なんということだ。それがあれば、無駄に開墾する必要が無くなる。もっと早くアリスに相談するべきだった。

「それがあればもう新しく土地を開墾する必要はないのですね!」

「ええ、さっそくですが腐葉土の作り方をレクチャーしましょう!」

「ありがとうございます!」

農民たちは真剣に聞き入る。

「穴を掘って、雨水を防ぐ為に木枠で囲ってフタができるようにします。落ち葉を入れて、生ごみやおが屑なども入れます。落ち葉、生ごみなどと水を、木枠いっぱいになるまで積み重ねていきます。積み重ねる際、落ち葉に水を少しかけながら積み重ねていきます。最後に落ち葉が隠れるまで土をかぶせたらフタをします」

「ほうほう」

農民たちからは絶対に、一言一句間違えないで覚えるという気概を感じる。

「たまに腐葉土全体に空気が行きわたるようかき混ぜてください。腐葉土が乾燥してしまっているようなら、水を少しずつ足しながらかき混ぜてください。二ヶ月から三ヶ月程で完成です!」

「ふむふむ」

「出来上がったら、土と腐葉土を二対一の割合で混ぜて使います。出来そうですか?」

「出来ます!頑張りますね!」

こうして一日かけて、アリスは色々とレクチャーしてくれた。帰りの馬車で、アリスを労わる。

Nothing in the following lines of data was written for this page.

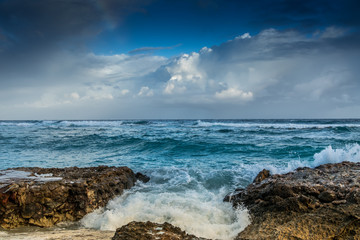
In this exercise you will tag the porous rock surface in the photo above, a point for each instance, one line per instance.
(152, 231)
(319, 203)
(45, 196)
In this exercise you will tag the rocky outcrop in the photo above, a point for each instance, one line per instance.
(152, 231)
(320, 203)
(45, 196)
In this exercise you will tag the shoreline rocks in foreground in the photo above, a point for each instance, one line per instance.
(319, 203)
(46, 196)
(152, 231)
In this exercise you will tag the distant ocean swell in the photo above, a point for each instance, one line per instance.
(193, 164)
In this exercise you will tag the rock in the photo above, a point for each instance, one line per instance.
(319, 203)
(262, 175)
(142, 177)
(151, 231)
(46, 196)
(327, 196)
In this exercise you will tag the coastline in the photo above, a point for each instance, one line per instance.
(308, 203)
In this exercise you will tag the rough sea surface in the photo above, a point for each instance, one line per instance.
(193, 164)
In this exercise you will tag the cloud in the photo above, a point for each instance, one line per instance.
(145, 92)
(234, 93)
(273, 74)
(143, 50)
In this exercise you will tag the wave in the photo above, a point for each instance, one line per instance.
(202, 213)
(91, 123)
(276, 125)
(349, 153)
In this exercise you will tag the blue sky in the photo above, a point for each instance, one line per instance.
(77, 59)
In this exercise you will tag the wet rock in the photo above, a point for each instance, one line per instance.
(46, 196)
(142, 177)
(319, 203)
(151, 231)
(262, 175)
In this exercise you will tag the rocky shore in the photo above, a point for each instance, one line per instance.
(319, 203)
(152, 231)
(46, 196)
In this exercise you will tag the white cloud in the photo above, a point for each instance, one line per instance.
(146, 92)
(234, 93)
(185, 74)
(272, 73)
(244, 36)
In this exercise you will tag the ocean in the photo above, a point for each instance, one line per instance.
(192, 164)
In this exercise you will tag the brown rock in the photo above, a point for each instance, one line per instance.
(45, 196)
(152, 231)
(261, 176)
(327, 196)
(320, 203)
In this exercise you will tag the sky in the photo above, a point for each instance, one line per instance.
(179, 59)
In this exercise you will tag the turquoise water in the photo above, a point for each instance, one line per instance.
(192, 163)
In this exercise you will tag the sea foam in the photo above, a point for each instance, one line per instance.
(202, 213)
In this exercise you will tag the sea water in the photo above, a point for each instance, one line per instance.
(192, 164)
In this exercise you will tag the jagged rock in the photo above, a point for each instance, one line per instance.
(262, 175)
(151, 231)
(45, 196)
(319, 203)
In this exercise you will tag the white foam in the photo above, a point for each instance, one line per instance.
(8, 175)
(201, 213)
(273, 125)
(92, 123)
(349, 153)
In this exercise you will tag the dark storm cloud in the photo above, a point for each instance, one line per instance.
(35, 33)
(42, 21)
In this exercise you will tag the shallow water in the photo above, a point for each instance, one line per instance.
(193, 164)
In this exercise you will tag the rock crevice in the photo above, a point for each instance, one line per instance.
(45, 196)
(319, 203)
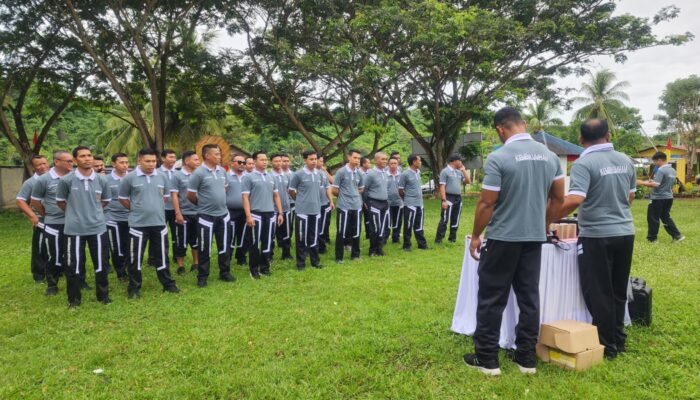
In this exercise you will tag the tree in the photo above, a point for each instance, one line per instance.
(454, 60)
(41, 70)
(540, 114)
(680, 103)
(603, 97)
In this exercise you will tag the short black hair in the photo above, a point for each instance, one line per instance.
(165, 152)
(147, 152)
(187, 154)
(207, 147)
(659, 155)
(507, 116)
(78, 148)
(116, 156)
(307, 153)
(454, 157)
(594, 129)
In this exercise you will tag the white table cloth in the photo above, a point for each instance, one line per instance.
(560, 293)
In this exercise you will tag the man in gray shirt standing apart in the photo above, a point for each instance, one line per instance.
(661, 199)
(261, 198)
(207, 189)
(376, 188)
(603, 183)
(144, 192)
(347, 186)
(410, 190)
(82, 195)
(523, 189)
(451, 179)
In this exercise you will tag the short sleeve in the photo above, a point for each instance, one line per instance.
(580, 180)
(492, 175)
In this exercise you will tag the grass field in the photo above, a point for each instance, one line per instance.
(374, 328)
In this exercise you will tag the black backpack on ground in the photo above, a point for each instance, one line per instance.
(640, 305)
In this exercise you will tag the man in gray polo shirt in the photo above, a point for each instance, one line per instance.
(451, 179)
(303, 188)
(144, 191)
(261, 198)
(186, 232)
(376, 184)
(395, 202)
(241, 235)
(603, 183)
(82, 194)
(283, 232)
(44, 201)
(117, 217)
(412, 193)
(523, 189)
(347, 187)
(661, 199)
(23, 200)
(207, 189)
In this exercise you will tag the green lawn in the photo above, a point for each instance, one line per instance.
(375, 328)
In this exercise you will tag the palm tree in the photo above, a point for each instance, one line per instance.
(603, 97)
(540, 114)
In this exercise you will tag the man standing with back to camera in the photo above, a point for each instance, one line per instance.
(523, 189)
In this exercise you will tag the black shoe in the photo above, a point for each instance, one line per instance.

「よくやってくれた。全てが一度に変わることはないだろうが、少しずつでも良くなっていくだろう」

「お役に立てれば幸いです!」

「ありがとう、アリス。君には感謝している」

「えへへ」

アリスはこんなにも一生懸命に我が領に尽くしてくれる。その姿が可愛く見えて、アリスの頭を撫でれば気持ちがいいのか笑顔になる。その姿がまた可愛くて…だが、私に男色の趣味はないのだと私自身に言い聞かせる。そう、これはシエルに対する庇護欲と同じものに違いないのだ。

そして僕たちは屋敷に帰ってきた。シエルに出迎えてもらって、今日どんなことをして過ごしたかなど色々聞いた。楽しい一日を過ごせたと思う。

まさかそう遠くない未来に、農業国からきた美食の神が農業の神としても崇められるようになるとはアリスも私も知る由もなかった。